The MatrixThe friends claimed certainty about things that I don’t think we can reasonably be certain about. One claimed to have achieved certain knowledge through the Sufi practice of dhikr; I argued that this could be a feeling of certainty about falsehood rather than about truth, so that one needs standards of truth external to the mystical experience. The other claimed that we could know with certainty that we are awake and not sleeping; I wasn’t ready to grant that. I’m ready to grant the basic point of Descartes’s skepticism: although we can be relatively confident that the things of the world are as they seem, it’s possible they could all be a dream, or the creation of an evil demon – or even the Matrix. (What a gift that movie is to teachers of introductory philosophy!)

Now Descartes himself thinks he can have certain knowledge in spite of all this doubt, or in a certain sense even because of it: he believes that the one thing he can’t doubt is the fact that he is doubting. His doubt would be logically self-contradictory, for its very existence would require the presence of a doubter, namely himself. Thus, “I think therefore I am” (cogito ergo sum).

My Buddhist readers will probably be unsympathetic to Descartes’s argument, and rightly so.
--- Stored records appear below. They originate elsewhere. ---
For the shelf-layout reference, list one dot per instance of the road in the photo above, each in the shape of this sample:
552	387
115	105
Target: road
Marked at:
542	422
Descartes tries here to prove the very thing that the Buddha of the Pali suttas – and the vast majority of later Buddhists – would be at pains to deny, namely the existence of the self. I would argue that a Buddhist critique knocks Descartes down quite effectively. Descartes may have established the existence of doubt, but not of an agent of doubt, of a doubter. That’s an error, a reification. As a popular book on Buddhism has it, there are thoughts without a thinker. Even if one disagrees with Buddhist deconstructions of the self – and I am often skeptical of them – one must surely still acknowledge that they at least cast doubt on the self, the thing Descartes thought could not be doubted.

Nevertheless, there’s a route to certain knowledge that one can still follow from here. The basic Buddhist critique knocks down certainty about the thinking self; it does not knock down the more basic pursuit of foundations and certainty in the face of skepticism. Descartes had a basically sound insight in one respect: while you might doubt the existence of a doubter, you cannot doubt the existence of doubt itself! If Descartes was really aiming for a completely certain foundation to stand on, he would have been better off saying: “There is thinking, therefore there is being.”

It’s there, in thought itself, where I would look for certain knowledge. Thought must be possible; the existence of the idea that thought isn’t possible implies that it is. Even in the Matrix, thought must be possible; it cannot be otherwise. Moreover, the existence of thought seems to require something like Aristotle’s laws of logic; without them, thought cannot make sense. Everything is what it is (the law of identity); and nothing can both be and not be in the same time and in the same respect (the law of non-contradiction). Less sure about his third law, the law of the excluded middle (everything either is or is not); that one’s been quite plausibly challenged by contemporary intuitionistic logic, and before that by Madhyamaka Buddhists like Nāgārjuna. But a denial of identity or non-contradiction effectively invalidates itself.

Here, in the realms of thought and logic, is where I would look for certainty. (Plato’s venture into mathematics is also a plausible place to look: even in the Matrix, one would think, 2+2 is always 4.) The possibility of thought, the law of identity: these things seem incontrovertible. But that’s just the problem: maybe they only seem incontrovertible. Descartes thought that the existence of the self was an ironclad, logically irrefutable foundation; but he turns out to be wrong. As far as I can tell, the existence of thought or the law of non-contradiction are irrefutable. But couldn’t I be missing something the way Descartes was?